他們這五個營業伙伴,一向是不吵架的。有什么不舒服的地方,只會直接動手。
至于饒玄,他要有不舒服的地方,四個人一起挨揍。誰有理都沒用。
舞蹈老師平時的作用,就是抱著根竹棍看著他們,不讓他們突然打起來。
五人把歌和舞蹈都練了一遍,趁舞蹈老師出去上廁所,立刻默契地撲騰坐地上。
海佑開著一瓶礦泉水,客客氣氣地問雪彌:“那位少白頭先生,你剛剛是不是故意踩了我一腳?”

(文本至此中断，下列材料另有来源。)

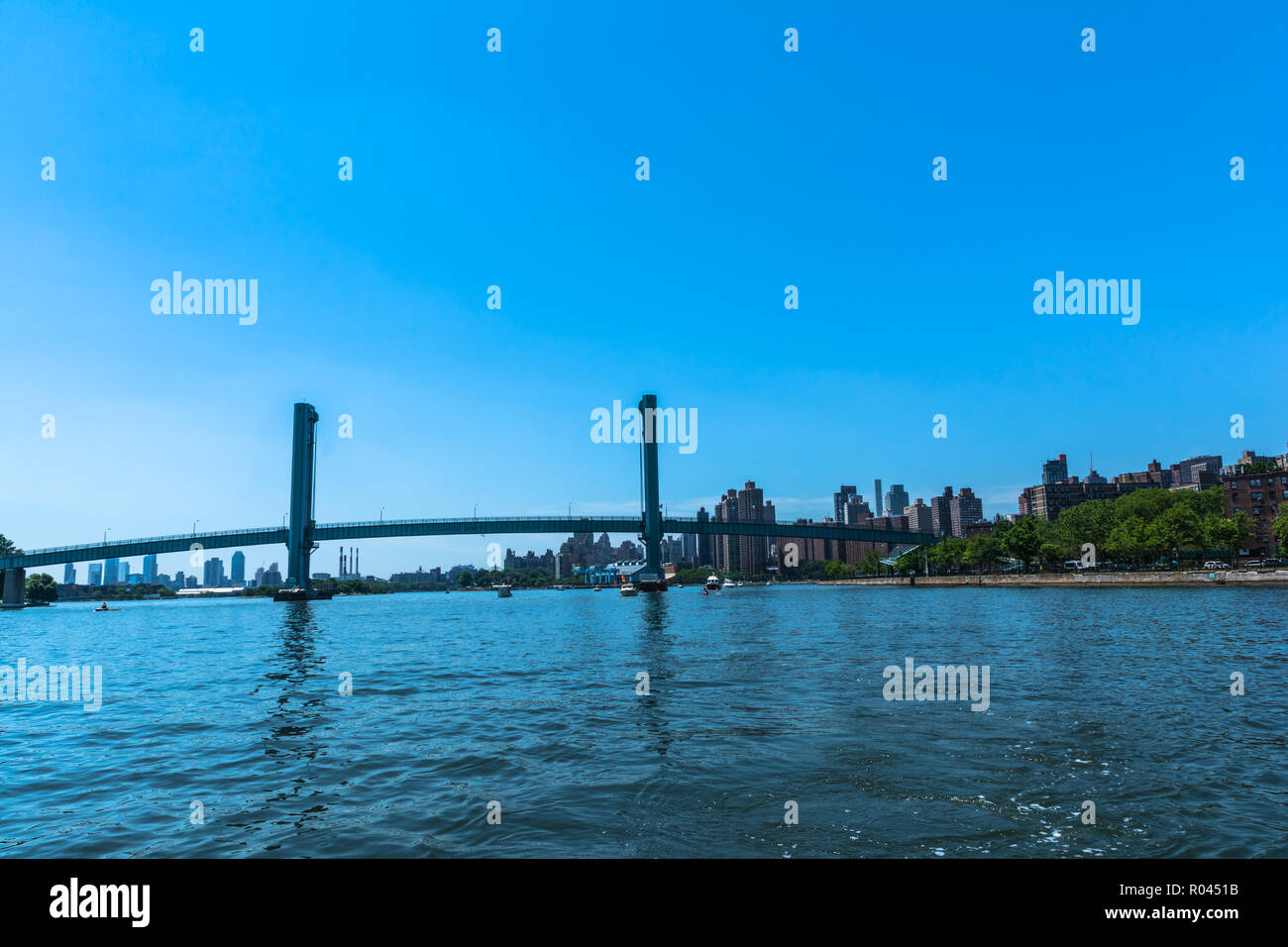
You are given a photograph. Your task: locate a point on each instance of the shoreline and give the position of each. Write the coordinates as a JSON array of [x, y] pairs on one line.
[[1055, 579]]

雪彌搶過他開好的礦泉水,咕嚕咕嚕灌了兩大口:“你腳矜貴?踩兩下會死?”
海佑露出迷人的微笑,陡地把他按倒在地:“老子今天一定要把你脖子掐到斷了為止!”
雪彌向饒玄伸出求救之手:“隊長!救我!”
饒玄拍拍手站起身,懶散地說:“來啦,來啦。”在勸架方面像個外行人,干站著,手腳懶洋洋瞎動兩下,“海佑,你把你腳松松。巴西柔術哪學的?還挺可以的,松松啊,真想勒死他?勒死他他的part你來唱?”
海佑聽到這話,打了個驚,夾住雪彌脖子的剪刀腳立刻松開了。猛地,一身痛叫,被有機可乘的雪彌反壓到身下。
雪彌罵著“你大爺的死假洋鬼子”,盤問海佑,昨晚是不是在他床上放了個假蟑螂玩具。農奴翻身把拳打,箍住海佑的脖子,嚷道:“本農民今日掐死你這個資本主義走狗。”
海佑不甘示弱,拿出平時敲鑼彈琴的功夫,又將雪彌掀回地上。
饒玄勸架沒勸成,倒讓這倆人在激烈的斗毆中,一人踹了一腳。
“他媽的,打我干嘛!”他瞬間便吼了出來,比誰都兇都大聲地咧咧罵道,“你們這群腦袋被驢踢壞的玩意兒,都不要命了是不是!”饒玄將他倆踹開,拎起二人,一頓暴風雨點般的海揍。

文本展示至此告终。